Lost in a sermon
When I was a little girl I often accompanied my father on the weekends to small churches in eastern North Carolina. We would drive through the humid Sunday mornings with my father’s sermon folded up between the pages of his hardback Bible. The sermon I loved the most was “Lost in the Mystery of God.” I heard my father preach it several times and I never got tired of hearing it.
I can see the manuscript of that sermon: the title centered at the top in all capital letters, the typed text double-spaced and marked up with handwritten changes. But I can’t remember the words themselves. Like many books I’ve read and loved, I can only remember the way that sermon made me feel. It made me feel as if the world was opening up around me, behind and before and on every side. It made me feel a kinship with devoted people of every faith. It made me feel that God was shining on the surface of things but also hidden in depths beyond my reach. I would love to read that sermon again. But unfortunately it is lost.
I’ve asked my parents about it. My mother thinks it was based on a psalm, and my father says the sermon wouldn’t seem as wonderful to me if we still had a copy of it. It’s a better sermon in your memory, he tells me, than it was in real life. Yes, my memory is faulty. I’m not always sure what day it is when I wake up in the morning. When I need to remember how old I am, I sometimes have to do the math.
But my body holds deep memories of “Lost in the Mystery of God.” The title alone evokes the crunch of our tires on gravel parking lots, the elder smoking outside the church while he waits for us to arrive, my dad catching my eye when he steps into the pulpit, the backs of my legs sticking to the pew. In one church there was a young man who leaned forward to listen when my dad preached. He looked like he would drink every word like water if he could. Even as a little girl I could see that he was lost in the mystery of God.

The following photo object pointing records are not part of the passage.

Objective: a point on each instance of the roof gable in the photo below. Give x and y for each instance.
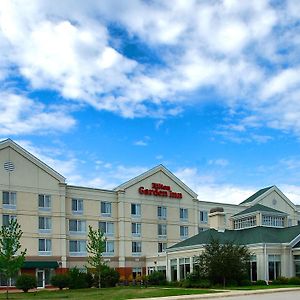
(159, 168)
(259, 208)
(256, 195)
(254, 235)
(10, 143)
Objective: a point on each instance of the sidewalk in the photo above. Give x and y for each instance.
(223, 294)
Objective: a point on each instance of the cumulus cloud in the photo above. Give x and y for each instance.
(21, 115)
(246, 51)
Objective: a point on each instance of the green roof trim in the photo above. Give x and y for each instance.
(254, 235)
(40, 264)
(256, 195)
(259, 208)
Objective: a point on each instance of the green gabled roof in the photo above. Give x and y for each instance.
(254, 235)
(258, 207)
(256, 195)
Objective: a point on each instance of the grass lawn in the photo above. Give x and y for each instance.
(118, 293)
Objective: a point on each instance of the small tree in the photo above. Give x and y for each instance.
(11, 259)
(95, 248)
(221, 263)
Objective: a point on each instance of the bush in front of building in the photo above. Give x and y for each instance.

I wanted to be lost like that. I still want to be lost like that.
St. Augustine wrote that it’s more pleasurable to find something that’s lost than to have it always in one’s possession. He found the search for meanings hidden in scripture to be an inexhaustible pleasure because there were always more meanings to find.
But even St. Augustine felt frustrated that he could not remember every moment of his childhood. He studied babies to try to remember what he had been like as a baby; he interviewed his mother and his nurse. His childhood felt lost to him.

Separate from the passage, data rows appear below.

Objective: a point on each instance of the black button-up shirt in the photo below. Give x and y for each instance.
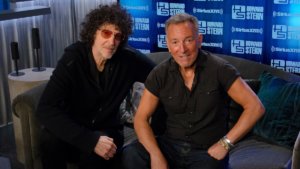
(197, 116)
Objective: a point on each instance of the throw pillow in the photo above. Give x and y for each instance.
(129, 105)
(281, 122)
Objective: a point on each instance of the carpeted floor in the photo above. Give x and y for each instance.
(8, 147)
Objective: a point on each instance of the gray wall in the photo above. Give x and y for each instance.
(57, 30)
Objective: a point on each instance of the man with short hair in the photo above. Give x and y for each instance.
(193, 87)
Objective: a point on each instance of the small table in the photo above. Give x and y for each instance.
(28, 79)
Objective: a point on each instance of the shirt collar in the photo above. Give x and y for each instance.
(200, 61)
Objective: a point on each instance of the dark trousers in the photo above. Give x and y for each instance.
(180, 155)
(56, 154)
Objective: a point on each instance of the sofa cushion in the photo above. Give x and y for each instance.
(253, 153)
(281, 122)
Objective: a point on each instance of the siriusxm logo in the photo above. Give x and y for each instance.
(161, 41)
(246, 47)
(281, 1)
(243, 12)
(285, 32)
(160, 25)
(208, 0)
(286, 65)
(277, 63)
(210, 28)
(208, 11)
(167, 9)
(279, 31)
(141, 24)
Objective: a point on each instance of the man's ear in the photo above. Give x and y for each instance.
(200, 39)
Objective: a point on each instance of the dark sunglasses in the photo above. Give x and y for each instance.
(107, 34)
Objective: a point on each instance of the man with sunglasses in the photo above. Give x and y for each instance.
(79, 109)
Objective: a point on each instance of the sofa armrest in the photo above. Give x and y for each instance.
(24, 106)
(296, 154)
(30, 98)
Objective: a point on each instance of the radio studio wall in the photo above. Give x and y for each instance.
(266, 31)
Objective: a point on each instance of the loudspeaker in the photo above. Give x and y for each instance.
(14, 50)
(35, 38)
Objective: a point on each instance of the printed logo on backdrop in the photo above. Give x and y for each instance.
(286, 65)
(243, 12)
(167, 9)
(160, 25)
(161, 41)
(140, 39)
(212, 44)
(142, 24)
(285, 50)
(208, 0)
(246, 47)
(137, 8)
(207, 11)
(247, 30)
(210, 28)
(286, 32)
(286, 1)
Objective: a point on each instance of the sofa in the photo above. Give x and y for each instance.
(254, 151)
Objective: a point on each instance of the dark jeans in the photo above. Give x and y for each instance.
(56, 154)
(180, 155)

Augustine cultivated his life with God out of this sense of something precious lost. His childhood wasn’t really lost; it was lost in God, who remembers everything and in whom, as Augustine put it, nothing dies. If Augustine wanted to remember his childhood—to know himself—he would have to become lost in the mystery of God as well.
My father’s lost sermon sometimes feels like the crucial missing piece of my childhood. I feel that if only I could read that sermon, my confusions would be clarified, my theology renewed. If I could read it word for word, I would understand better who I am.
But maybe what matters just as much as the words of the sermon is the crunch of the tires on the gravel, the elder walking toward us, the look my father gave me, and my body in the pew. The mystery of God permeated all of this. I think maybe what my father said in that sermon is that we can trust ourselves to that mystery, that it is OK to be lost.
What can one do with a lost sermon but try to rewrite it? It won’t come out the same as the original, but it didn’t come out of the pulpit the same way each time either. Before preaching it a second or third time, my father made additions and deletions with a black ballpoint pen. Besides, as soon as a sermon leaves the page and encounters the congregation, it multiplies. One member of a congregation doesn’t hear the same sermon that those around her hear. I wonder how that young man leaning forward in the pew with his chin in his hands rewrote “Lost in the Mystery of God” in his own life. When I imagine being wholly absorbed, wholly rapt, it is his face I see.
Sermons are ephemeral, made to be lost. Even when the manuscript is preserved, the sermon preached in a particular time and place is mostly gone. Making a sermon is something we do together, preachers and listeners alike. All of us become lost in a mystery in which all is remembered.